Figure 23 shows that, when the speed increases, the control force also increases and the thrust loss of the four thrusters increases. It can be seen from
Figure 24 that, when the speed increases, the errors of force and moment caused by thruster misalignment also increase.
5. Field Test
In order to verify the effectiveness of the algorithm, an experiment was carried out in a lake in Harbin in June 2021. The experiments were carried out at 1 m/s and 0.5 m/s, respectively.
It can be seen from
Figure 26 of test 1 that the actual AUV velocity reaches the expected velocity, the AUV velocity estimated by TD disturbance observer is close to the actual velocity obtained by the actual test, the actual yaw reaches the desired yaw, and the yaw estimated by TD disturbance observer is close to the yaw obtained by the actual test.
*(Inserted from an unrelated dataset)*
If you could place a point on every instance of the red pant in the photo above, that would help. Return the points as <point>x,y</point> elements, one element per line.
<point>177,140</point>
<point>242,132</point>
It can be seen from
Figure 30 that the calculated output of the thruster is basically consistent with the output estimated by the gain disturbance observer.
It can be seen from
Figure 32 of test 2 that the actual velocity is about the desired velocity, the velocity estimated by TD disturbance observer is close to the actual velocity obtained by the actual test, the actual yaw is close to the desired yaw, and the yaw estimated by TD disturbance observer is close to the yaw obtained by the actual test. It can be seen from
Figure 36 that the calculated output of the thruster is basically consistent with the output estimated by the gain disturbance observer.
It can be seen from
Figure 28 of test 1 and
Figure 34 of test 2, when the control force increases, the deviation of force and moment caused by thruster misalignment increases accordingly. According to
Figure 31 of test 1 and
Figure 37 of test 2, when the control force increases, the thrust loss of the thruster increases correspondingly.